HEH: What are some interventions and strategies the employee health professionals can adopt to help nursing staff?
Waddill-Goad: More hospitals have begun wellness-focused activities. For example, making sure that you take time to recover if you’re sick — don’t come to work sick. There are more policies now that if you have a fever, for example, don’t come to work. I can tell you many times in my career I worked sick because I knew it was going to be difficult to replace me. So, the whole wellness arena, I think, is great.
Let’s focus on being well and healthy — looking at the workforce from a health standpoint. Do we have a heathy workforce? Are we scheduling people so you are not working 12 days in a row? We [should be] promoting weight management, keeping blood pressure in check, eating right, exercising, and getting a good night’s sleep. We see smoking cessation, diabetes management — all of those employee health-related activities. Another area is vacation time. For example, some organizations say you either use it or lose it. Or they cap it at 200 hours [of leave], which means you have to go on vacation, which I think is great.
HEH: Does the highly publicized bullying aspect of nursing contribute to burnout?
Waddill-Goad: Certainly, it causes stress for the people being bullied. As you say, there has been a lot in the literature, and I think a lot of hospital leaders have taken the position of zero tolerance. I was at a client site and one of the nurse managers in one of the critical care areas was having difficult time with some of her staff. She was a new leader and asked me, “What I should do?” Basically, in about five minutes [online] I found about 60 articles on nurse bullying. It’s a huge problem. I said, “You as the nurse leader have to own it and manage it. You must take the tone that we are not going to tolerate that in our department. If you are a good nurse but have bad behavior, you can’t work here.” Nurse leaders really have to be vigilant in not allowing it.

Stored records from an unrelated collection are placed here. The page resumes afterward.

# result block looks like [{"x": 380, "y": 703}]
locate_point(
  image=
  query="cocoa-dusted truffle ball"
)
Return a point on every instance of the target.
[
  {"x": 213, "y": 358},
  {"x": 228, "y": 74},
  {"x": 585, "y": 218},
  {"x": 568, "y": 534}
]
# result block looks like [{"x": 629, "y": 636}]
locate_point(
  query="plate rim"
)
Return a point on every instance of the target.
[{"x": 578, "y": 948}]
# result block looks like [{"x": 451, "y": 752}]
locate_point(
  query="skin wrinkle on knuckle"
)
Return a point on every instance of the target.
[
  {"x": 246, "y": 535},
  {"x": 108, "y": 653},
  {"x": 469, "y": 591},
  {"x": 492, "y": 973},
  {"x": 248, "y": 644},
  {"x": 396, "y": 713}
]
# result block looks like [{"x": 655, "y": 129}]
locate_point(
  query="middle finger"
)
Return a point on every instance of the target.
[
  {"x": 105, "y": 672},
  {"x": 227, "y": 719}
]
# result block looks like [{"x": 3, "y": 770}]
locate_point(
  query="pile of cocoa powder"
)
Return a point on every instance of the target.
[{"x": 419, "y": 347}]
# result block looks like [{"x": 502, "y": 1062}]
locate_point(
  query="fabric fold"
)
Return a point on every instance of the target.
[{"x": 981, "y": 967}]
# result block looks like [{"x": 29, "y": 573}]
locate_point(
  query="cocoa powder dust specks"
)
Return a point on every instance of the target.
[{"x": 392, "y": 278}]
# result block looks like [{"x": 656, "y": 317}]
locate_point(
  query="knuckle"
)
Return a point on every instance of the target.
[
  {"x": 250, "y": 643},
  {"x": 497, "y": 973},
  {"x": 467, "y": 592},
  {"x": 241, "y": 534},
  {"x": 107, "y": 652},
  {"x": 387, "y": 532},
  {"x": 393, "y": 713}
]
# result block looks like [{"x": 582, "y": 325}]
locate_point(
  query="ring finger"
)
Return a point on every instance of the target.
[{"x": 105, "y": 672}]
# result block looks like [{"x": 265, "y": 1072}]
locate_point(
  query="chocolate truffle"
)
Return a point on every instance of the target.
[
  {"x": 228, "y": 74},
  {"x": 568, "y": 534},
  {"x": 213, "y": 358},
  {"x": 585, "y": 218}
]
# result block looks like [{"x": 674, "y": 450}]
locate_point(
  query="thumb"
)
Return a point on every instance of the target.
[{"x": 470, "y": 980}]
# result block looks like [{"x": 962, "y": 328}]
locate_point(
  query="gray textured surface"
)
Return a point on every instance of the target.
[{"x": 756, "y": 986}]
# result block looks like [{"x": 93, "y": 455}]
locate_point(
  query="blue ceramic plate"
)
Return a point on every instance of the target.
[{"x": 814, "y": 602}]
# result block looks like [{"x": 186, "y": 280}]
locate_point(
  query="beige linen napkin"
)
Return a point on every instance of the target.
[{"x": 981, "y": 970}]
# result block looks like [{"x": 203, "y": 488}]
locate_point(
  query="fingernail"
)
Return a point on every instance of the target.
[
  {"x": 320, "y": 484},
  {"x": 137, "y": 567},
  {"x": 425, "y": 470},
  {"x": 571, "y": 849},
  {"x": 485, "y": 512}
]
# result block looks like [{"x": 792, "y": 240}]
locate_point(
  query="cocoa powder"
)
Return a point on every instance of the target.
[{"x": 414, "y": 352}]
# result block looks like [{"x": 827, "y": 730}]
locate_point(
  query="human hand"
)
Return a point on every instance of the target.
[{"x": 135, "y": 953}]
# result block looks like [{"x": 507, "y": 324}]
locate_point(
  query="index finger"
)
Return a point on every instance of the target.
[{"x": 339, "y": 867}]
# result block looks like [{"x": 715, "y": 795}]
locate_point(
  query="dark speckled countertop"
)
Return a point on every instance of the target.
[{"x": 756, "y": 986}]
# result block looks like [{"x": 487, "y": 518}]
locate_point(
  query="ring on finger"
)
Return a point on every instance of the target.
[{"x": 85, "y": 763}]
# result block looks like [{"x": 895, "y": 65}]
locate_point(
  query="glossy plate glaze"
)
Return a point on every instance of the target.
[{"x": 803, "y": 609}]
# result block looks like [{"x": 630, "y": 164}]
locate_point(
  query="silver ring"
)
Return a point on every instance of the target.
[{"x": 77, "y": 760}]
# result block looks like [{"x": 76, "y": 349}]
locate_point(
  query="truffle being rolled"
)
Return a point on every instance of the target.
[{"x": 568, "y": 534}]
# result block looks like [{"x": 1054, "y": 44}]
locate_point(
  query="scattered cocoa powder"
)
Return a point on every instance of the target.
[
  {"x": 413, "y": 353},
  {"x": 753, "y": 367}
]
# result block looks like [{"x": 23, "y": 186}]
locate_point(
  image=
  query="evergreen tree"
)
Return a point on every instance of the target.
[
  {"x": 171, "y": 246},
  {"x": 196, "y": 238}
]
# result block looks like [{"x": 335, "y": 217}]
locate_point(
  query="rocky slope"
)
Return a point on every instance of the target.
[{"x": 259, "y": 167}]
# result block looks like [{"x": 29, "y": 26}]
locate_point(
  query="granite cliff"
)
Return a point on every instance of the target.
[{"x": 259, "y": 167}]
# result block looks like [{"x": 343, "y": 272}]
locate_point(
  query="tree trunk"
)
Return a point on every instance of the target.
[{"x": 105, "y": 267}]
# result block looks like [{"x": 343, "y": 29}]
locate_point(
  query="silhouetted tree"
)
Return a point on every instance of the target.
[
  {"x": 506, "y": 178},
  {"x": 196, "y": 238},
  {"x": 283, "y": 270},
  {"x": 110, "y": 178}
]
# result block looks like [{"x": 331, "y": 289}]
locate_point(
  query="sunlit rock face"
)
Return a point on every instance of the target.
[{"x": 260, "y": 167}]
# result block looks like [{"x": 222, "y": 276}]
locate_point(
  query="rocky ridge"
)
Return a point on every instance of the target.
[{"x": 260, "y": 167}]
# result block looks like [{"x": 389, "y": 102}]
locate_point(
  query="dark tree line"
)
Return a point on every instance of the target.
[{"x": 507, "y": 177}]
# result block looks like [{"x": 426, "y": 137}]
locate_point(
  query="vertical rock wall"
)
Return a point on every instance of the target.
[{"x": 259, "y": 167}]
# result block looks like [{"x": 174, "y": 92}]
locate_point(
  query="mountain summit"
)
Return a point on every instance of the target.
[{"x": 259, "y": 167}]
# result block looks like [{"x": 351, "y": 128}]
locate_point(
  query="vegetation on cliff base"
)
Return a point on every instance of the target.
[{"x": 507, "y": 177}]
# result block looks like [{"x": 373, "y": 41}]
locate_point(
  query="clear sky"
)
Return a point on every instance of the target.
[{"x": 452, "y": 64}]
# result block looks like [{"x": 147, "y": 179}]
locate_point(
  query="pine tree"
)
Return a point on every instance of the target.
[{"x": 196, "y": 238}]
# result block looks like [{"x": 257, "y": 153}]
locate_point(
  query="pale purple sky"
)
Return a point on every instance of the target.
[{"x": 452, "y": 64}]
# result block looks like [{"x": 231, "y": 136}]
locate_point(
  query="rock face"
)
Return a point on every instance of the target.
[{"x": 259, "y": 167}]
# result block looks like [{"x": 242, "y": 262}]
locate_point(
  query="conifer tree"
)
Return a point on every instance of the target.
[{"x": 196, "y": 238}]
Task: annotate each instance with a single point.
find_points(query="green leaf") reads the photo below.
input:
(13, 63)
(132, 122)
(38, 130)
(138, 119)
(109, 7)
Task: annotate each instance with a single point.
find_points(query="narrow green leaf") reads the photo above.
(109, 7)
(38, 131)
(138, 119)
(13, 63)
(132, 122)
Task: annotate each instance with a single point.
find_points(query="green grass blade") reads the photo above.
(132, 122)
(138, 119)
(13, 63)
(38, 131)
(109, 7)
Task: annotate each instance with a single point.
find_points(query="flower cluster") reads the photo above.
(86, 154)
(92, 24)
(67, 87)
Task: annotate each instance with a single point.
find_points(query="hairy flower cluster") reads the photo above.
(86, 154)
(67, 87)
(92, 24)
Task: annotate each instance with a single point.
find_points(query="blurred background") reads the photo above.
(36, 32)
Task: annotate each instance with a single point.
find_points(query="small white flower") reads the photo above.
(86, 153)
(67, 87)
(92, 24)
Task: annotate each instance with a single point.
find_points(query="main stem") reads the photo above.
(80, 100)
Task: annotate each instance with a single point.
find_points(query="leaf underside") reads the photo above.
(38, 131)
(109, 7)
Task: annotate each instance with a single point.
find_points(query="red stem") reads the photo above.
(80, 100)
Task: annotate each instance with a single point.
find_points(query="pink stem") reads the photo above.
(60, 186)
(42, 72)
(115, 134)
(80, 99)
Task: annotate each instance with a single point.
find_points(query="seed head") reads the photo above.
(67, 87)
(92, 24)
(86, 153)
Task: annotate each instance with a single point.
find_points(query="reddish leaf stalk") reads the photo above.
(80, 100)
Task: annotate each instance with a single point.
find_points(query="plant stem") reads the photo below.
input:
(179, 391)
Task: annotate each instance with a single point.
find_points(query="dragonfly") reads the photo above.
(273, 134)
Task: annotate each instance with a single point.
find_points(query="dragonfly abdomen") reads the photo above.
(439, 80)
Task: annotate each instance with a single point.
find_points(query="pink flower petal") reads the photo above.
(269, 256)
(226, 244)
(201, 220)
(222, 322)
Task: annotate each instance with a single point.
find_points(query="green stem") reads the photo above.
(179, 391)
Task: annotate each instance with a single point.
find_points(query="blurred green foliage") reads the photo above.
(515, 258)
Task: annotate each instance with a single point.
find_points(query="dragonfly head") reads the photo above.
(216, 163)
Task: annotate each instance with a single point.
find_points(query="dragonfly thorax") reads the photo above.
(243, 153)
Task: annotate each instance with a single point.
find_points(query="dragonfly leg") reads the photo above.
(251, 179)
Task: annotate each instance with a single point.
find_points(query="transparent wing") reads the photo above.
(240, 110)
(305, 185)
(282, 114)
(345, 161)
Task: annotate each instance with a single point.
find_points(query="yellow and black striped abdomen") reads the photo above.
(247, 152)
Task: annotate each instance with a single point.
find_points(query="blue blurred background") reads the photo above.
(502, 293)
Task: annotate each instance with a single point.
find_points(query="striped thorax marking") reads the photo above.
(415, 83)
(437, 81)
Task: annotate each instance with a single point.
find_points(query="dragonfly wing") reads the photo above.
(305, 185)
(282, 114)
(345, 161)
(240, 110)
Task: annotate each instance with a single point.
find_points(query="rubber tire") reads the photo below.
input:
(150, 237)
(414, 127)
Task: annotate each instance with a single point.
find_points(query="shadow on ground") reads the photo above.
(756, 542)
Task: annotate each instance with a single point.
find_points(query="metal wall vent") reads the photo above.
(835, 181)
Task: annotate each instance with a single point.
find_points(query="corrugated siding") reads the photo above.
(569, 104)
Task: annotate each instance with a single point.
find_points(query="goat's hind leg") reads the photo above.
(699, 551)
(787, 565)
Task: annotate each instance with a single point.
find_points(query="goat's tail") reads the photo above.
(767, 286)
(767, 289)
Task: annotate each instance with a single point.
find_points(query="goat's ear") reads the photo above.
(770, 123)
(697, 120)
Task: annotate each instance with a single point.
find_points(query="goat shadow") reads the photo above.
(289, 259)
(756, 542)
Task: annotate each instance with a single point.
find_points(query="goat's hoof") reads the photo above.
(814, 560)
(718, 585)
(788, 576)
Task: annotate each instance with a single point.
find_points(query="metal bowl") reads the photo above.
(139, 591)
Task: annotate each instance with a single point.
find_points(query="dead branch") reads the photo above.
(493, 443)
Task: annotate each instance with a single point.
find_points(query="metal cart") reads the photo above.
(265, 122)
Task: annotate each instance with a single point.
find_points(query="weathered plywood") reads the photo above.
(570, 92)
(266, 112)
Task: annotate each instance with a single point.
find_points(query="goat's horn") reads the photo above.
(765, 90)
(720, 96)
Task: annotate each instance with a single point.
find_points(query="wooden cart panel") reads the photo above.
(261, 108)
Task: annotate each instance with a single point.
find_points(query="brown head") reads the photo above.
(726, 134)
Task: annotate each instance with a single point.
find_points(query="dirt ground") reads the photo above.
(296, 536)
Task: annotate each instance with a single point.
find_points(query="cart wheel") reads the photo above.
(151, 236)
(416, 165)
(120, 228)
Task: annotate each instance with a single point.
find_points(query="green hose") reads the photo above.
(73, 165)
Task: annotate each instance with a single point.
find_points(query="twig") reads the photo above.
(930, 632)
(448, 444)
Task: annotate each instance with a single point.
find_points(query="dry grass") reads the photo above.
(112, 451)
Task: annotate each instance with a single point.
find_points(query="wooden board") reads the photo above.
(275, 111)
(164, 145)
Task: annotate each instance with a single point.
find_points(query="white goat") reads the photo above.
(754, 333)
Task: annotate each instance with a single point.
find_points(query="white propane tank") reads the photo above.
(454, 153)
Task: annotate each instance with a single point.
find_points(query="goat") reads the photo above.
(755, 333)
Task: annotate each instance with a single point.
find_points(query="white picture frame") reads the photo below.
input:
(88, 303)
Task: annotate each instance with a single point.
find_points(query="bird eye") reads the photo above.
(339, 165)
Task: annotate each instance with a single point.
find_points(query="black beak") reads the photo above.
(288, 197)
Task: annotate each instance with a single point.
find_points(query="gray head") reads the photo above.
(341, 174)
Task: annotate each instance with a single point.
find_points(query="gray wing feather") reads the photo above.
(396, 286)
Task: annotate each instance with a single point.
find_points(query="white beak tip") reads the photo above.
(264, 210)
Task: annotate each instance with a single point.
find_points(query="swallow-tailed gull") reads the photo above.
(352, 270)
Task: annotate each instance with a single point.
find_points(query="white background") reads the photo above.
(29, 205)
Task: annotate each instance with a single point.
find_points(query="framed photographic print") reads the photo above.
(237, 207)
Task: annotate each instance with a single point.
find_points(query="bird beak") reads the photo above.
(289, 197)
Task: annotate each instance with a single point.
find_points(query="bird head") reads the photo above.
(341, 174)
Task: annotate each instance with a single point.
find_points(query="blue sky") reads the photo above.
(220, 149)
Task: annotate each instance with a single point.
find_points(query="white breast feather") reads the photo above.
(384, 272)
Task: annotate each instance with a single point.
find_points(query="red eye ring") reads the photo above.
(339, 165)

HEH: Any point of emphasis you would like to make about the book and nursing health?
Waddill-Goad: As caregivers, we take good care of others, but often we don’t consider our needs. Early in my career [a supervisor] asked me something that has stuck with me ever since. She asked me, “What do you need to do your best work?” Honestly, it had never occurred to me. I had never thought about it. That’s a great take-home message. We nurses are at risk because of the kind of profession we have chosen. We need to raise the bar as far as what our expectations are for people. Know what people need to do their best work and promote safety and healthiness, just like we do quality.